At the end of our tour, they were looking for volunteers to extend or stay for the next rotation. I was young, single with no dependents—I definitely considered it. However, after a few days, I admitted to myself I was not in the healthiest state to continue serving in country. I felt I was in dire need to reenergize and I realized that what I missed most was indeed my womanhood. I ddi my job, I did my best, and now I needed to go home and feel like a woman again.

I needed to be able to throw on a dress and doll myself up. As much as we complain about heels, we keep buying them because they’re fun. I needed to feel I was attractive again. I never realized just how much being a woman, being able to do all these silly girly things, was so integral to my identity a person. Just as being able to perform the labor-intensive tasks my job required, it was important to me that I still knew how to put on mascara. Maybe this might sound ridiculous to some people, but you don’t ever appreciate some of these things until you’re truly deprived of it.

So, about them tight clothes, high-heels and strippers.

There are some women who feel this is a degrading thing. Then there are those who feel these are the very things that should be celebrated about being a woman. It’s “[our] prerogative.” I have always found it interesting how some women truly see these things as a means of empowerment in which they raise their self-esteem and find confidence. As though, they know this is sometimes so superficial, but they get the last laugh because they know that.

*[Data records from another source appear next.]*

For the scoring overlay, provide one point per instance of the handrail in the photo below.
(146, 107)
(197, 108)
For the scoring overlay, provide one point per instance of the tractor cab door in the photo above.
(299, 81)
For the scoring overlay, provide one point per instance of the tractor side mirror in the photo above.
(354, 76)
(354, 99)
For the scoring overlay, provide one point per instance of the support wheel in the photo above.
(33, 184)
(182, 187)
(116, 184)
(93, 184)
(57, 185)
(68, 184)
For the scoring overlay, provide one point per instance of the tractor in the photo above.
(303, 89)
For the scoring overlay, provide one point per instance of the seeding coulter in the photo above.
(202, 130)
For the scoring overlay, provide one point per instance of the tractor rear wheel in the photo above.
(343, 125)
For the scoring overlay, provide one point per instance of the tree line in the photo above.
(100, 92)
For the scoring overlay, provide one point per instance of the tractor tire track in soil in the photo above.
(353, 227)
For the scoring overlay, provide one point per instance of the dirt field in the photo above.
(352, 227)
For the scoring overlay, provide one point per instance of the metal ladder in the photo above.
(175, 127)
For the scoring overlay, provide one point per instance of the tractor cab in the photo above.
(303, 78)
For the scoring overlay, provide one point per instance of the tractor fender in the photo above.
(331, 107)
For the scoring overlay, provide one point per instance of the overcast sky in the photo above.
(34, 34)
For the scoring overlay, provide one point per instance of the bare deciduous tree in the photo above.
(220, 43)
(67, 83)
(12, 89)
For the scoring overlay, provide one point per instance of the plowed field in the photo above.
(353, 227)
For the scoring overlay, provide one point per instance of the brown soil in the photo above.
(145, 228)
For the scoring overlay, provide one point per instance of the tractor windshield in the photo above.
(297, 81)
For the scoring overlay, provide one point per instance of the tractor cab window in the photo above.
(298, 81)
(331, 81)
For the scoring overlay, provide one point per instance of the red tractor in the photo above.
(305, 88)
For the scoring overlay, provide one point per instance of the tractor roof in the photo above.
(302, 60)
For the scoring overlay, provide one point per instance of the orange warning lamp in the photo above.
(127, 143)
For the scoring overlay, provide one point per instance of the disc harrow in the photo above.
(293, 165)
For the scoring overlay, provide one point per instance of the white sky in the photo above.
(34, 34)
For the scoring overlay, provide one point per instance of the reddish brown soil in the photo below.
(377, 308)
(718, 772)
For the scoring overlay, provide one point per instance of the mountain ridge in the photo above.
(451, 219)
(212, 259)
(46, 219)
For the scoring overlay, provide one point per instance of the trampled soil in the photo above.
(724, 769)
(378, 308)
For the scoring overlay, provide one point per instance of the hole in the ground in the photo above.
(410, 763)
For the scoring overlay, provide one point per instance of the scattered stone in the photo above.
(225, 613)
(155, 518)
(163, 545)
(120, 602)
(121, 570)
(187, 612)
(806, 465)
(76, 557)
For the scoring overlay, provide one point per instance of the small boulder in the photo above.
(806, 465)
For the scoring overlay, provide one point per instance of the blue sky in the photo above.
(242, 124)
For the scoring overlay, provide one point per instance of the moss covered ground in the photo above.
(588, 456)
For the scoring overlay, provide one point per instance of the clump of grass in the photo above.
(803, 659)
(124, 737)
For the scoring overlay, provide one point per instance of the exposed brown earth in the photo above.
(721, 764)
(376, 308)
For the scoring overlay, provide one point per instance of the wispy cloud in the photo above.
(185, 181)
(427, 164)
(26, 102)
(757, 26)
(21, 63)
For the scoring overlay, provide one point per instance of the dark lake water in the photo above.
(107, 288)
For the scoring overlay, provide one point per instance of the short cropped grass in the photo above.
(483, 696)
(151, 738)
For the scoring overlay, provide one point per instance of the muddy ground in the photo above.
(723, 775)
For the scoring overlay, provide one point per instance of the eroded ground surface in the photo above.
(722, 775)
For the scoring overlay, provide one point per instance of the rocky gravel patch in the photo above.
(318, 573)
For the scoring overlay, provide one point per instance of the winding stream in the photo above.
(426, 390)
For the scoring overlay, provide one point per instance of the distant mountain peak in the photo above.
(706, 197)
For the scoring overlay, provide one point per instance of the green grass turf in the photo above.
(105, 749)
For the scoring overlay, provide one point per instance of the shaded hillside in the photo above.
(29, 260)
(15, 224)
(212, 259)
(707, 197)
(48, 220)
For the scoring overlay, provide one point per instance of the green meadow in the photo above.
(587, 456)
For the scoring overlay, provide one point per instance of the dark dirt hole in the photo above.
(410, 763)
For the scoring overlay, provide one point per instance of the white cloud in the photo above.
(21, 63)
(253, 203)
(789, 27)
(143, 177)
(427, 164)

Or women who use these hyper-feminized roles in order to gain what they want out of society. This overall sexual awareness is a form of liberation, from conventional taboo and social mores of how women should behave and conduct themselves. I personally know a few women in the adult-entertainment industry and whether it stems from a psychological plea for attention, they are proud of what they do and enjoy themselves very much.

In the 16th century, it was an era ruled by courtesans. These were women, mistresses, who were essentially prostitutes, who used their positions to gain status socially and politically. At a time of arranged marriages, they held a large role in upper-class society, sometimes attending in lieu of the wife at social events. Even in today’s world, with prostitution greatly outlawed and scorned upon, figures like the notorious Heidi Fleiss flourished and built a ring of prostitution that was comprised of Hollywood’s rich and famous. At the time she did hold the conviction that she had the best job in the world.

Now I’m not advocating prostitution, I’m just pointing out how it can be a vehicle in which women find their identity and empowerment, not dissimilar to how women rock those stilettos heels. And these things of course, are definitely not the only things than can define women. Whatever the situation or the confinements may be, a woman will find her own way of translating the world to herself and womanhood is something that can never be taken away.